Published online by Cambridge University Press: 16 July 2020
This chapter examines Mozambique's role in regional filmmaking collaborations of the 1980s, which sought to make an intervention against South Africa's campaign of destabilisation that targeted the independent nations around its border. It considers how Southern African films such as Pamberi ne Zimbabwe ‘Forward Zimbabwe’ (1981), Fronteiras de Sangue ‘Borders of Blood’ (1986) and Corridors of Freedom (1987) attempted to shift global narratives about the region that privileged the perspectives of white minorities and the former colonial powers. Mozambique and other countries of the region saw themselves as part of a collective ‘frontline’ against Apartheid. The Frontline States alliance was first formally recognised by the Organisation of African Unity in April 1975, following visits by Samora Machel to Zambia and Tanzania during the period of transition to Mozambique's independence (see Chapter 2). These countries, which had supported Frelimo and People's Movement for the Liberation of Angola's (MPLA) armed struggle for independence, recognised the ongoing threat to their national sovereignty posed by the white minority regimes of Rhodesia and South Africa, and that their fates were entangled with the organisations that were resisting them – the ANC in South Africa, SWAPO in Namibia and ZANU and ZAPU in Rhodesia.
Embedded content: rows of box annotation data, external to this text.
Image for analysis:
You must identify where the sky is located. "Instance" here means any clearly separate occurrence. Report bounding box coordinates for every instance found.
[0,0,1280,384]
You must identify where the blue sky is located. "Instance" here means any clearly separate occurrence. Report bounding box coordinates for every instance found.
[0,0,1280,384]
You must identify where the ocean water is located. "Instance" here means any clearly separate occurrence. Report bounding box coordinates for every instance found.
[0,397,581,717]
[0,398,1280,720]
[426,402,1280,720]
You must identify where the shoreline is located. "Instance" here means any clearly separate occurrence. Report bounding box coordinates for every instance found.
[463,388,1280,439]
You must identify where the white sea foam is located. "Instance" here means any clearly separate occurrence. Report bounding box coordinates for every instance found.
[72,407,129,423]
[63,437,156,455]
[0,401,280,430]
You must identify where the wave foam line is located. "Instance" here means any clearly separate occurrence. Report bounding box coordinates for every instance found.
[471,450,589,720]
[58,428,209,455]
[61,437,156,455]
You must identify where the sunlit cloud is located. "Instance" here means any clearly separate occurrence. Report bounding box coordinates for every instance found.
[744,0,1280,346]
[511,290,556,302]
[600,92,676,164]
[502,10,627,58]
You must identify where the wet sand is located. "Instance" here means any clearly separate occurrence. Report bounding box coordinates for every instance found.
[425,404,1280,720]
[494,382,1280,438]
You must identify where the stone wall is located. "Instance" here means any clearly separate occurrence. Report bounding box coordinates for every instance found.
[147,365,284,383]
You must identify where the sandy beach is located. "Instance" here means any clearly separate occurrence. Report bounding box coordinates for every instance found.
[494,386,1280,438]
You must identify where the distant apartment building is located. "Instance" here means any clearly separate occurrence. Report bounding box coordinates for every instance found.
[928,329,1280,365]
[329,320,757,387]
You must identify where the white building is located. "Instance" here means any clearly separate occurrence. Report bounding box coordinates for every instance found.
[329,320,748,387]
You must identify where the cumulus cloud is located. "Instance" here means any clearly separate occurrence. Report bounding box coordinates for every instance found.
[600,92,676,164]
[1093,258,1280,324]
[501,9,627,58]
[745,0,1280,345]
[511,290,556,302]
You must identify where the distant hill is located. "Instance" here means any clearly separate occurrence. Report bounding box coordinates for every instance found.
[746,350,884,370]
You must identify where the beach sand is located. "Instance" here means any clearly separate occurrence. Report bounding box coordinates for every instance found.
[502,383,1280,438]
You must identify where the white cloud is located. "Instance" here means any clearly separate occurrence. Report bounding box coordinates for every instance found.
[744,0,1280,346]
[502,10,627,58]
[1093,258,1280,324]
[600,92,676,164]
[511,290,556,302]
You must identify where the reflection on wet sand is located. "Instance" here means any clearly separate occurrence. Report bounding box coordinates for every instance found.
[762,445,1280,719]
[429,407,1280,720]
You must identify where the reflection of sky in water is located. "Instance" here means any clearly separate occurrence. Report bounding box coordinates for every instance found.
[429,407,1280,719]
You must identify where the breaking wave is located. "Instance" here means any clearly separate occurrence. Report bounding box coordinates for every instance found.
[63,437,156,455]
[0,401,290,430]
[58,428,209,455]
Despite independence in Angola, Mozambique and Zimbabwe, South Africa continued to dominate the region economically and had the power to disrupt energy and food supplies across Southern Africa. In response to this situation, the Southern African Development Coordination Conference (SADCC) made up of the state members of Angola, Botswana, Lesotho, Malawi, Mozambique, Swaziland, Tanzania, Zambia and the newly independent Zimbabwe was held to develop economic cooperation (see Chapter 5). The Conferência Africana de Cooperação Cinematográfica that took place in Maputo in 1977 had seen the launch of the Associação Africana de Cooperação Cinematográfica (AACC), which was the first attempt to re-organise the cinema industry at a regional level (see Chapter 3). But in fact little ensued in terms of cinematographic collaboration until 1980, when Zimbabwe gained independence. To understand the significance of this moment for Mozambique and the entire region, it is necessary to make a detour back through the entangled history of resistance to colonial and white minority rule in the Southern African region.